Each pack contains 3 mini cupcakes. The whole thing takes a little less than 30 seconds to consume, but really... truly... yummy.
My only complaint is that there's no vanilla curly-Q thing on top. Those would probably make them 112 calorie packs which would totally devalue the whole concept!!!

So, of course i had to tell my mom about them. She's all about the chips ahoy 100 cal packs which i find to be far inferior to the magicalness that is HOSTESS!!

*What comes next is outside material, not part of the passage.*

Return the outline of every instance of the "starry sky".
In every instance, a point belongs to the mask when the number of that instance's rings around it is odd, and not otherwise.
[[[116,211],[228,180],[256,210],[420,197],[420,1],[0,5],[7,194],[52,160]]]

I wonder if my company scans my e-mail account, and sometimes i wish they did.

From: Winnymom@aol.com
Subject: Hostess 100 cal packs

Jess,

I had a pack with lunch and they made me very gassy. I'm never gassy after lunch! Maybe that's why you were gassy yesterday? Actually, they have a lot of fiber for such a small portion (5 gms., I think). They are also loaded with chemicals, which probably doesn't help.

Mom

So there you have it folks. they.will.give.you.GAS

Moving on.

Has anyone besides myself bothered to read the comments posted on my past few blog entries?
I am being sexually harassed by Sol Beskowitz and A. Coven. I'm not even sure A. Coven is a man. Hmmmmmmm.
It's really not as fun as i expected, either. My clothes are still on. my hair isn't mussed up AND i'm in my cubicle!! At least if they would show up and do that sexy arm-swiping-manuever across my desk and scatter my stapler and manila envelopes onto the floor, it would be much more enjoyable. sighhhhh

So, I guess i'll address this now.

Dear Sol Beskowitz and A. Coven,

How are you? How is Israel? Is the weather nice? Did you really fly into JFK today? I really wish we could hang out, but i'm actually going to my sister's house after work to eat dinner and make out with her dog. How long are you in town? Do you like drinking and eating chinese food?
I'm not sure we would work out, what with you flying back and forth from Israel to NYC all the time. I'm needy, Sol and A. Coven. I need to hang out after work. We would have to watch American Idol together. You would have to sit and wait patiently outside the dressing rooms at J. Crew and tell me I look nice in every pair of pants I try on and then bring me home and feed me chocolate dipped marshmallows while I paint my toenails.
You would probably hate my bed, too. It has wheels that i haven't yet figured out how to remove so when we get busy you're probably going to get annoyed and just want to leave. My roommate is also really messy. There's never any room in the freezer. You have to find little spaces and physically SHOVE your eggo waffles in there. See what I mean?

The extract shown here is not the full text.